© JUNGE FREIHEIT Verlag GmbH & Co. KG www.jungefreiheit.de 29/21 / 16. Juli 2021

„Patriotismus und Pietismus“
Nur wenige haben gleich zwei NS-Widerständler in der Familie: Der AfD-Bundestagsabgeordnete Wilhelm von Gottberg gehört dazu. Der Offizier der Wehrmacht Helmut und die Christin Anni von Gottberg erhoben sich für Land und Glauben gegen Hitler
Moritz Schwarz

Herr von Gottberg, wie kommt man zu gleich zwei Widerstandskämpfern in der Familie?

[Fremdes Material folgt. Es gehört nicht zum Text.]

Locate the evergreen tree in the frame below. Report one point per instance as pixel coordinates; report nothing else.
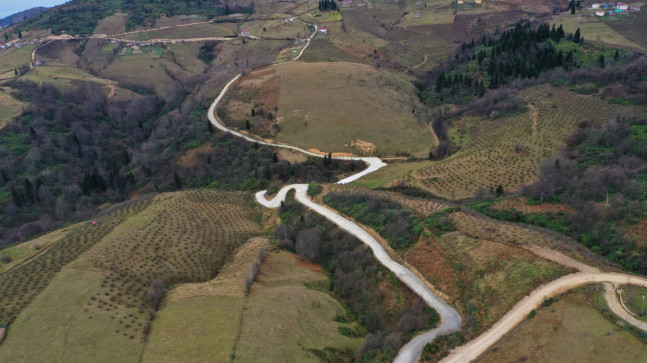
(177, 181)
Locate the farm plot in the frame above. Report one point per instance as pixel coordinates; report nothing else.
(9, 107)
(103, 299)
(143, 69)
(286, 281)
(605, 32)
(59, 53)
(63, 76)
(208, 313)
(114, 24)
(421, 206)
(23, 283)
(483, 277)
(507, 151)
(471, 26)
(322, 49)
(202, 30)
(633, 27)
(14, 58)
(277, 28)
(567, 329)
(334, 107)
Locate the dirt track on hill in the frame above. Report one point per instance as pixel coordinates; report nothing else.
(451, 320)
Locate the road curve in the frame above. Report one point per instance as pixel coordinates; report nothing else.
(619, 309)
(451, 320)
(519, 312)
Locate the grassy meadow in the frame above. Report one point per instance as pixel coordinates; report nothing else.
(568, 330)
(507, 151)
(328, 105)
(99, 300)
(12, 58)
(202, 30)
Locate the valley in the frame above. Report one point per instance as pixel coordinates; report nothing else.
(356, 181)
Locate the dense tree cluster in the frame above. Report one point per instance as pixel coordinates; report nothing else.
(357, 278)
(399, 225)
(518, 53)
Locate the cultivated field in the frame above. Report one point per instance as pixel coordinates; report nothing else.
(113, 24)
(483, 277)
(143, 69)
(597, 30)
(203, 30)
(63, 76)
(13, 58)
(100, 300)
(328, 106)
(277, 28)
(633, 27)
(186, 56)
(507, 151)
(568, 330)
(267, 334)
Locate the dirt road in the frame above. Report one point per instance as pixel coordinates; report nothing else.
(451, 320)
(519, 312)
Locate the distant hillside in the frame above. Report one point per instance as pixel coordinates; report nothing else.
(82, 16)
(23, 15)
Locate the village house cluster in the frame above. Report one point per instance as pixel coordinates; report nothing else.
(16, 44)
(609, 9)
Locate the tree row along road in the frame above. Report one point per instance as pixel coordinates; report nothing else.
(451, 320)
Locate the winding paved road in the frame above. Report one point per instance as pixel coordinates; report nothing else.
(451, 320)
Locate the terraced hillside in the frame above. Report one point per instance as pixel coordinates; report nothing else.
(112, 276)
(507, 151)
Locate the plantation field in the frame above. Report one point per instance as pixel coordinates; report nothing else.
(202, 30)
(63, 76)
(271, 332)
(208, 312)
(13, 58)
(23, 283)
(322, 49)
(114, 24)
(485, 278)
(633, 27)
(28, 250)
(596, 30)
(421, 206)
(329, 105)
(179, 237)
(142, 69)
(9, 107)
(568, 330)
(507, 151)
(277, 29)
(186, 55)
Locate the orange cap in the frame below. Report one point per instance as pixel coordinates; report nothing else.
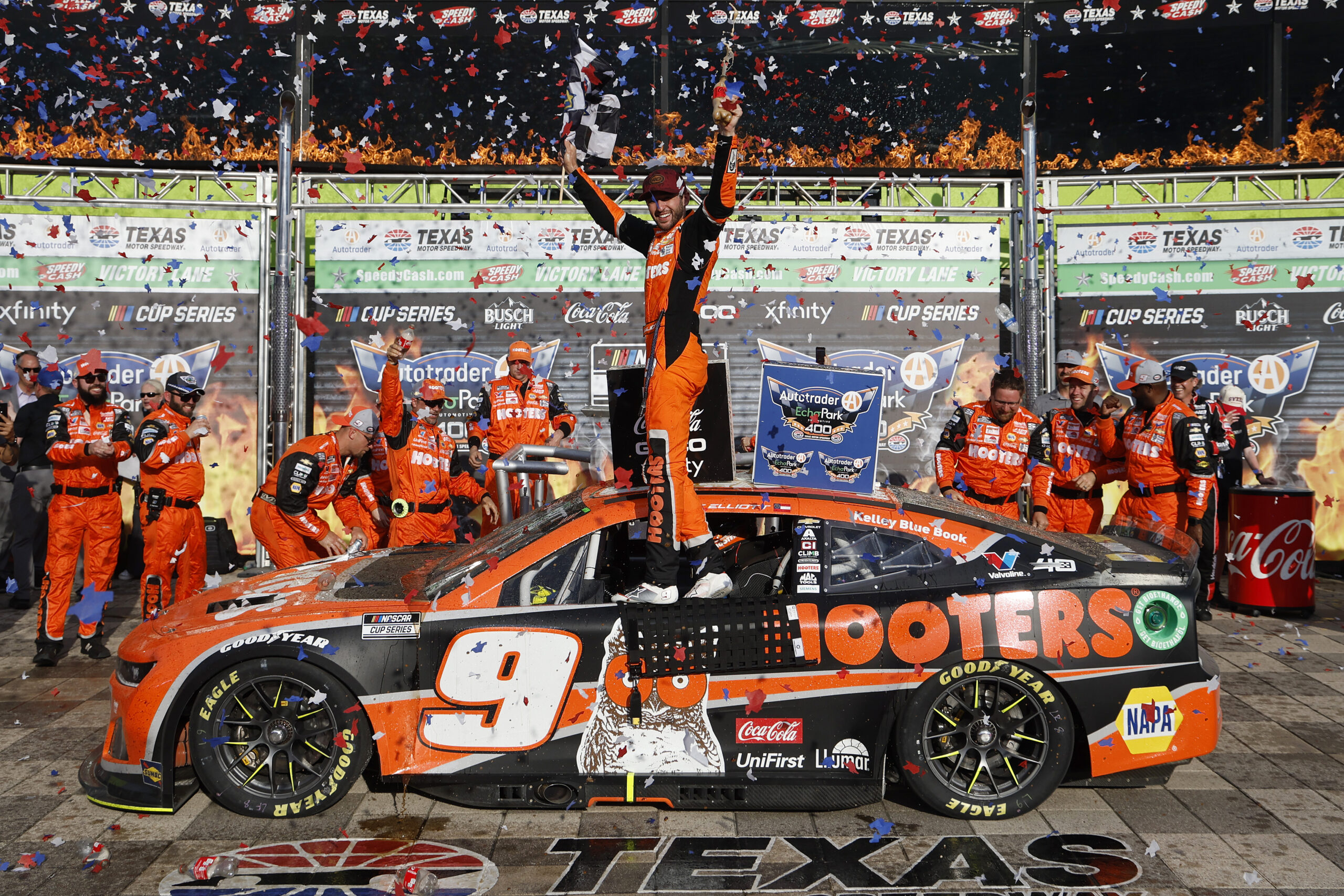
(430, 390)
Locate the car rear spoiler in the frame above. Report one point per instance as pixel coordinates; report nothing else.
(1153, 532)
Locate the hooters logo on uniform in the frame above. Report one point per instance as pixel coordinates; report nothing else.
(769, 731)
(636, 16)
(454, 16)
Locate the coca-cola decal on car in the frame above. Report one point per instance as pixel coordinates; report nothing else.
(769, 731)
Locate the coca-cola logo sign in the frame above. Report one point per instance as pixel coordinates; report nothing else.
(1253, 275)
(454, 16)
(1287, 553)
(636, 16)
(608, 313)
(61, 272)
(769, 731)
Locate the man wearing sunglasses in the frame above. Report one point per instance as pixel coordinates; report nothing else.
(172, 480)
(423, 462)
(87, 438)
(312, 475)
(519, 409)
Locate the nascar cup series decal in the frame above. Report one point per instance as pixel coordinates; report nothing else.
(339, 868)
(674, 734)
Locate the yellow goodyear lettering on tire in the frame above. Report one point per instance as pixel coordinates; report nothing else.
(217, 692)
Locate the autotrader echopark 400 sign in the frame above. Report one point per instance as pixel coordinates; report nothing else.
(819, 426)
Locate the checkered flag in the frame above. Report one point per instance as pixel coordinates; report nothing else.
(591, 114)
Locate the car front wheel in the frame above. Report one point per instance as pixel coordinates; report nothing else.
(277, 738)
(987, 739)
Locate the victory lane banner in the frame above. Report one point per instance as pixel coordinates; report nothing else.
(156, 296)
(817, 426)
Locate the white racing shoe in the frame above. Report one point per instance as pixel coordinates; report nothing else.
(713, 585)
(648, 594)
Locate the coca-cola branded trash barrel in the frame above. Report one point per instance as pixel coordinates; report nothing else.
(1272, 542)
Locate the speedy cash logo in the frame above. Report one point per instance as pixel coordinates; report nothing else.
(995, 18)
(769, 731)
(822, 16)
(59, 272)
(454, 16)
(636, 16)
(1182, 10)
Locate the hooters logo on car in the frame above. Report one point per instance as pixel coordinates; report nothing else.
(1182, 10)
(498, 275)
(635, 16)
(822, 16)
(270, 14)
(819, 273)
(59, 272)
(1253, 275)
(769, 731)
(454, 16)
(995, 18)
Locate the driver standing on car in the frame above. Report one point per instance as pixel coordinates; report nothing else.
(1070, 467)
(982, 457)
(1166, 455)
(423, 462)
(310, 477)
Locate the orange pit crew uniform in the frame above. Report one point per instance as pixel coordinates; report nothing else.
(1166, 455)
(1065, 448)
(310, 477)
(423, 467)
(676, 276)
(518, 414)
(990, 458)
(175, 534)
(85, 508)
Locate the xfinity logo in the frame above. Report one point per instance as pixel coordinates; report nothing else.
(781, 311)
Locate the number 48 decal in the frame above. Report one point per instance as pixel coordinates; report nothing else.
(506, 688)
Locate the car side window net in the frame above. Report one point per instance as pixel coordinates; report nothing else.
(872, 556)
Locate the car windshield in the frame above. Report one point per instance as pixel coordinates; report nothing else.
(503, 542)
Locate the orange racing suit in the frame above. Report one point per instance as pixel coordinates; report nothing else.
(424, 471)
(85, 508)
(308, 479)
(512, 414)
(1065, 448)
(676, 276)
(174, 527)
(985, 461)
(1166, 453)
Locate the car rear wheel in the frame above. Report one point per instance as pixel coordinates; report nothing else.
(279, 739)
(985, 739)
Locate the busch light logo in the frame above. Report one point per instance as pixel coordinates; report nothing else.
(1307, 237)
(913, 382)
(1143, 242)
(1268, 379)
(786, 462)
(104, 236)
(397, 241)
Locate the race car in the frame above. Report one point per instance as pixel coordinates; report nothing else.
(869, 640)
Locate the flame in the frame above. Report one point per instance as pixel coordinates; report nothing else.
(1318, 473)
(961, 150)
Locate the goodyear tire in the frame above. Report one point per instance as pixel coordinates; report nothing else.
(985, 739)
(277, 739)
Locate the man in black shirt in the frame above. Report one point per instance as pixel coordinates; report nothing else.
(33, 489)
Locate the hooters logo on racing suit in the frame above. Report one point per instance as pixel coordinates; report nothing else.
(454, 16)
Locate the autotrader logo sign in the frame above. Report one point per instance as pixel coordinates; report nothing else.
(769, 731)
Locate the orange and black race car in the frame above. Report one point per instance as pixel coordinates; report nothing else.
(869, 640)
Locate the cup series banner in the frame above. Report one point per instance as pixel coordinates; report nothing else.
(1269, 294)
(913, 301)
(156, 296)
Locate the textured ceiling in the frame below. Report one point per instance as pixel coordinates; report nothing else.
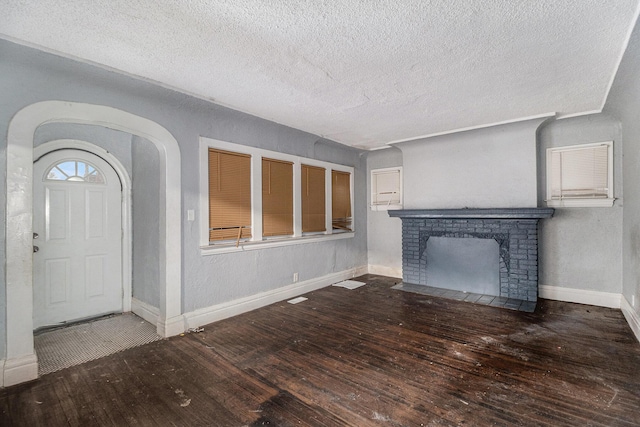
(363, 73)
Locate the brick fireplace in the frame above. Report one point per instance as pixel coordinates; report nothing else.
(514, 229)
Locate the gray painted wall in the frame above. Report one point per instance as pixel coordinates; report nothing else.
(384, 234)
(145, 221)
(28, 76)
(115, 142)
(624, 104)
(581, 247)
(484, 168)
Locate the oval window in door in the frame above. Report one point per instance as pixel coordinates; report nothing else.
(75, 170)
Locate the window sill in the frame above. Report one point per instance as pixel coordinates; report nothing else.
(272, 243)
(392, 207)
(580, 203)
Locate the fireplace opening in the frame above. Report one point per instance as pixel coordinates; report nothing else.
(463, 264)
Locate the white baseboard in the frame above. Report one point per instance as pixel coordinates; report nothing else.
(19, 370)
(385, 271)
(217, 312)
(171, 327)
(144, 310)
(164, 327)
(631, 315)
(580, 296)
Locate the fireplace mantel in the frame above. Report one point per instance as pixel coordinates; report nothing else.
(495, 213)
(515, 230)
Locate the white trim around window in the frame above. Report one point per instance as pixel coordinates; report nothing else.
(257, 241)
(386, 189)
(580, 175)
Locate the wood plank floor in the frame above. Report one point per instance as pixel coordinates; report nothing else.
(369, 356)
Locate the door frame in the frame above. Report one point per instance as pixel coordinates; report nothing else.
(21, 363)
(125, 202)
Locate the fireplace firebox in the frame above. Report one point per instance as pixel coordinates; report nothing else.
(514, 229)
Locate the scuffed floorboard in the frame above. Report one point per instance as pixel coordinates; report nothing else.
(368, 356)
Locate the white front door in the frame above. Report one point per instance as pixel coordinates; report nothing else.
(77, 224)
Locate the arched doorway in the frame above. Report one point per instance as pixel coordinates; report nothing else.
(21, 362)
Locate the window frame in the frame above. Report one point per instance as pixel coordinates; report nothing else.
(257, 240)
(388, 206)
(580, 201)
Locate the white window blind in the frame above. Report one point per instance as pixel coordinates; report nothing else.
(386, 188)
(580, 172)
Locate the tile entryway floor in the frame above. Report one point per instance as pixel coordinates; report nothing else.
(79, 343)
(494, 301)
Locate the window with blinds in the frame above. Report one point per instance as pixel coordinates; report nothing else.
(341, 200)
(277, 197)
(229, 195)
(257, 198)
(580, 175)
(386, 188)
(313, 199)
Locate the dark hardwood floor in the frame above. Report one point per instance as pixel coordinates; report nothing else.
(369, 356)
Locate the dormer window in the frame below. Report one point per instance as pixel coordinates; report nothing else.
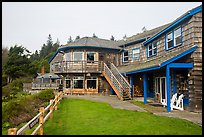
(152, 49)
(169, 40)
(177, 36)
(125, 56)
(174, 38)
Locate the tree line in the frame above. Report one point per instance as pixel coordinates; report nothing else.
(19, 62)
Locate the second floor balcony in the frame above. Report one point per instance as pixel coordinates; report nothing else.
(77, 67)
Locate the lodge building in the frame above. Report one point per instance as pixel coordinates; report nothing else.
(154, 64)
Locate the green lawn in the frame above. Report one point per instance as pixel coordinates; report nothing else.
(84, 117)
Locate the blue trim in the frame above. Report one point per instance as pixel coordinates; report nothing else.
(145, 84)
(174, 82)
(133, 54)
(166, 62)
(179, 56)
(151, 44)
(181, 65)
(168, 86)
(132, 84)
(133, 42)
(189, 14)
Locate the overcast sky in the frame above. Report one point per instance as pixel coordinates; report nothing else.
(29, 23)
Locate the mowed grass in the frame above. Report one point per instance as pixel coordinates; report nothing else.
(84, 117)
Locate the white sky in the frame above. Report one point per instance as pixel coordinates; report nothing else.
(29, 23)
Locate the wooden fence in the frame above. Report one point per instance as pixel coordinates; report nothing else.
(39, 118)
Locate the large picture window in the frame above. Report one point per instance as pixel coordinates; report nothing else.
(68, 83)
(177, 36)
(67, 57)
(91, 83)
(152, 49)
(91, 57)
(174, 38)
(169, 40)
(78, 56)
(125, 56)
(135, 53)
(79, 82)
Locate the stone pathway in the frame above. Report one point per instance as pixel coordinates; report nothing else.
(116, 103)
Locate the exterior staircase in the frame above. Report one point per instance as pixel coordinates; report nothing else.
(117, 81)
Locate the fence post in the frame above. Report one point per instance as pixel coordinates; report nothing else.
(41, 120)
(51, 108)
(12, 131)
(56, 98)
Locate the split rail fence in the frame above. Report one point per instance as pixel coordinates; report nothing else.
(39, 118)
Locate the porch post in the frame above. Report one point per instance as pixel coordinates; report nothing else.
(111, 91)
(174, 81)
(145, 87)
(132, 85)
(168, 84)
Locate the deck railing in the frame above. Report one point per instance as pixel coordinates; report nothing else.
(120, 78)
(77, 66)
(114, 80)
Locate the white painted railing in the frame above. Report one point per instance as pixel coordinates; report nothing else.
(120, 77)
(113, 79)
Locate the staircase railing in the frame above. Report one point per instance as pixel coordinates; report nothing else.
(120, 78)
(114, 80)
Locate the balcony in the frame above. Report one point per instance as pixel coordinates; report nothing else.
(77, 67)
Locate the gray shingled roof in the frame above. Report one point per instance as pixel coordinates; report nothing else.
(145, 34)
(93, 42)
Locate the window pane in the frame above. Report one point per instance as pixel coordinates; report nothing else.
(78, 56)
(125, 58)
(150, 53)
(78, 83)
(169, 37)
(170, 44)
(68, 83)
(177, 32)
(125, 53)
(177, 40)
(91, 56)
(91, 84)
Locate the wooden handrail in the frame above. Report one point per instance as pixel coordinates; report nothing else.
(40, 116)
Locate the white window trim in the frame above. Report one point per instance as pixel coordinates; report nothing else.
(78, 52)
(169, 40)
(125, 56)
(177, 37)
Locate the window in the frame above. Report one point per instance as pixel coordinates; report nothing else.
(169, 40)
(177, 36)
(152, 49)
(135, 53)
(174, 38)
(67, 57)
(78, 56)
(91, 57)
(91, 83)
(68, 83)
(125, 56)
(79, 82)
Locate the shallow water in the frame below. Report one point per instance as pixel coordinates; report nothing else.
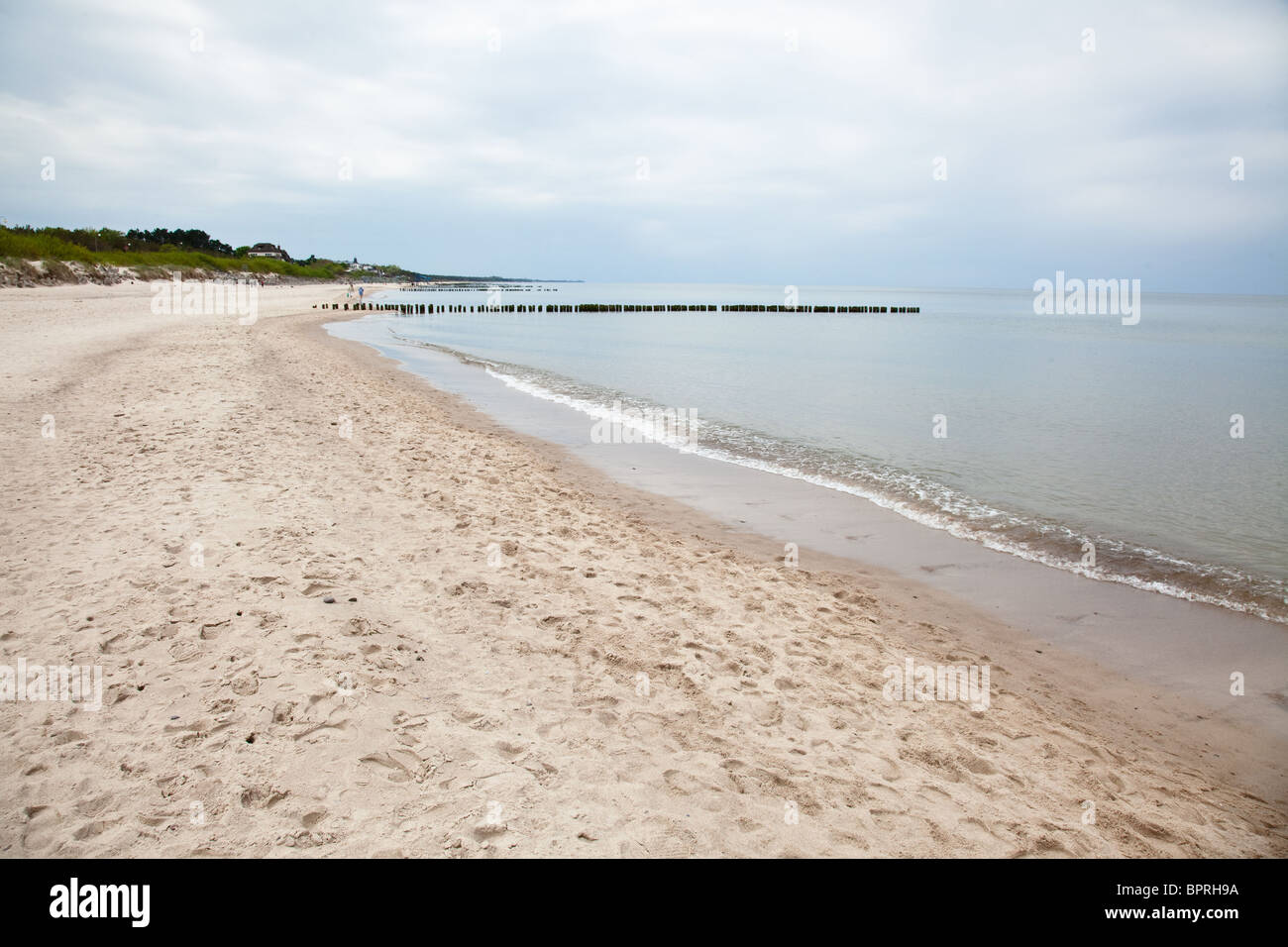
(1065, 434)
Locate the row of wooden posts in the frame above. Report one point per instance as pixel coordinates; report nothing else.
(430, 308)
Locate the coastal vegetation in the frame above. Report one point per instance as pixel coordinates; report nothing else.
(158, 254)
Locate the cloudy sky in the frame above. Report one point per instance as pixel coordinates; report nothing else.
(850, 144)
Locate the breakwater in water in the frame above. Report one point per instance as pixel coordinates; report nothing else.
(432, 308)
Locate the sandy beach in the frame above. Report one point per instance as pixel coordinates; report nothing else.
(522, 657)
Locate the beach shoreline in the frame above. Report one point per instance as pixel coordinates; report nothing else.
(513, 682)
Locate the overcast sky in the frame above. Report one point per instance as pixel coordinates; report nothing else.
(743, 142)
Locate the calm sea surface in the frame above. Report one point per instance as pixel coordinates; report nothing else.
(1061, 431)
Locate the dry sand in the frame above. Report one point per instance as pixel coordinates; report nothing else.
(472, 707)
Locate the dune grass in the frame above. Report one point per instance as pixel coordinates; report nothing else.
(26, 244)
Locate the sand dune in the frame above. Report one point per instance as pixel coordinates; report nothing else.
(520, 659)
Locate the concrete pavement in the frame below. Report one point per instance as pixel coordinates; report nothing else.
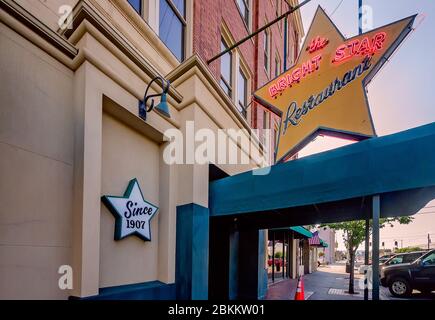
(329, 283)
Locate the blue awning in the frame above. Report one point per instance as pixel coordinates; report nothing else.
(301, 230)
(336, 185)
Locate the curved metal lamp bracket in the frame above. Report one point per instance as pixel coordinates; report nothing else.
(143, 107)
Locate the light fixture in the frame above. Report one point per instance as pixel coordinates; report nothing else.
(162, 107)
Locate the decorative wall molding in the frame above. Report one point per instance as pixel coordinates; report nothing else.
(34, 24)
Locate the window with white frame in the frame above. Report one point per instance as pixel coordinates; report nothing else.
(226, 69)
(172, 25)
(266, 49)
(277, 66)
(242, 96)
(244, 10)
(137, 5)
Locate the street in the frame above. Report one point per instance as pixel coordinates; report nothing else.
(331, 283)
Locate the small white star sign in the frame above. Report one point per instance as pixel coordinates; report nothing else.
(132, 213)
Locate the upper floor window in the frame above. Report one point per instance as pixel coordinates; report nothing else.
(277, 8)
(266, 51)
(277, 66)
(244, 10)
(242, 99)
(172, 24)
(137, 5)
(226, 69)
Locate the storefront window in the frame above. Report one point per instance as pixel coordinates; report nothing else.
(243, 93)
(137, 5)
(226, 72)
(171, 26)
(266, 52)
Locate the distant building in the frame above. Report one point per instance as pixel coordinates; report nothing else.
(328, 235)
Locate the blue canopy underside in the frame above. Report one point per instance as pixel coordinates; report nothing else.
(336, 185)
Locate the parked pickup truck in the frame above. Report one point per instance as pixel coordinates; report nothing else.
(401, 279)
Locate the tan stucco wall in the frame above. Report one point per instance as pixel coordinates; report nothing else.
(48, 11)
(36, 169)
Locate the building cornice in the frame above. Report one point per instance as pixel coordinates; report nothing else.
(196, 63)
(16, 11)
(85, 11)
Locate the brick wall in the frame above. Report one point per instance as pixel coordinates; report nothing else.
(210, 15)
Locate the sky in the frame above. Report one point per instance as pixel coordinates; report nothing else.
(401, 95)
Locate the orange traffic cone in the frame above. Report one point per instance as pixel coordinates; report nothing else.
(300, 295)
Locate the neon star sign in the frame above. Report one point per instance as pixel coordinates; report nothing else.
(132, 213)
(324, 91)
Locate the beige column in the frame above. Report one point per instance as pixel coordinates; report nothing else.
(87, 182)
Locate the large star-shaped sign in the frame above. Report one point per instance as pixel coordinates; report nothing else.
(132, 213)
(324, 91)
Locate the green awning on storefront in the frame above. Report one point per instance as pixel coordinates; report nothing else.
(323, 244)
(301, 230)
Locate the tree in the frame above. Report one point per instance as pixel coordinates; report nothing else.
(354, 235)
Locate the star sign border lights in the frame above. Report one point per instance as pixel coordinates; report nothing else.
(120, 206)
(324, 91)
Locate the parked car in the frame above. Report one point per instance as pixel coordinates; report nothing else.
(402, 278)
(408, 257)
(386, 257)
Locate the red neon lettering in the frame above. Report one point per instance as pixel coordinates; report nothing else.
(352, 46)
(340, 53)
(363, 47)
(287, 80)
(306, 68)
(296, 75)
(378, 41)
(317, 43)
(316, 61)
(273, 91)
(282, 83)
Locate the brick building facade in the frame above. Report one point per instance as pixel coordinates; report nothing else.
(224, 19)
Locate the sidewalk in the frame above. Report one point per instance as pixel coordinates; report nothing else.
(329, 283)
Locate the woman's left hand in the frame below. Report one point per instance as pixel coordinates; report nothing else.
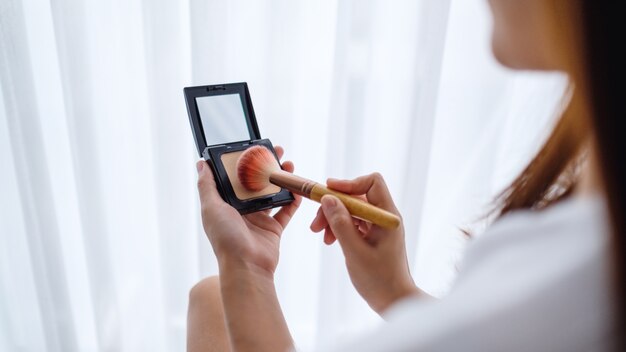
(253, 239)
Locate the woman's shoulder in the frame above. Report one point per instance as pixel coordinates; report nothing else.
(564, 233)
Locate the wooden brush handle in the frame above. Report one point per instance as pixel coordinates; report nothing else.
(359, 208)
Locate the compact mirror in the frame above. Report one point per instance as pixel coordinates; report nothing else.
(223, 118)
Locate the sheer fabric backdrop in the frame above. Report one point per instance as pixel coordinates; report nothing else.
(100, 235)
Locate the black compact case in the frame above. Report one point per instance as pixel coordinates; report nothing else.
(223, 121)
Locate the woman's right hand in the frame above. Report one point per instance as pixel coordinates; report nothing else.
(375, 257)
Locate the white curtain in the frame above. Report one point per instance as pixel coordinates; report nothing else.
(100, 235)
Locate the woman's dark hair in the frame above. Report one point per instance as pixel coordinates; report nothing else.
(551, 175)
(604, 47)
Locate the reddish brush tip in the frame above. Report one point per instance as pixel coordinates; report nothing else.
(255, 166)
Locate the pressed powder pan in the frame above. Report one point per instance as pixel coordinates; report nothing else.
(229, 160)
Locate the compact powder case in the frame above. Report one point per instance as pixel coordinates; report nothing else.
(224, 126)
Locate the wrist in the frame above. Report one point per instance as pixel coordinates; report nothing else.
(237, 267)
(395, 293)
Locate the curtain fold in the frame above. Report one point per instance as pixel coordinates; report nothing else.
(100, 233)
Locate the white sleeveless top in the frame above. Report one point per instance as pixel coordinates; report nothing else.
(535, 281)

Wilhelm von Gottberg: Unser Geschlecht, 1246 erstmals erwähnt, brachte Offiziere und Diplomaten im Dienste Schwedens, Polens, des deutschen Kaisers und später vor allem des Hauses Hohenzollern hervor: Preußische Beamte, Politiker und Soldaten – allein zwischen 1871 und 1945 fünf Generäle. Einer wurde nach seiner Bewährung im Deutsch-Französischen Krieg, und dekoriert mit dem Pour le Mérite, gar zum Erzieher der Kronprinzen Heinrich und Wilhelm bestellt, des späteren Kaisers Wilhelm II. Und in der Zeit des Nationalsozialismus gab es auch zwei Widerständler: Helmut von Gottberg und Klementine Elsbeth Anna von Gottberg, genannt „Anni“.

Um ehrlich zu sein, noch nie gehört.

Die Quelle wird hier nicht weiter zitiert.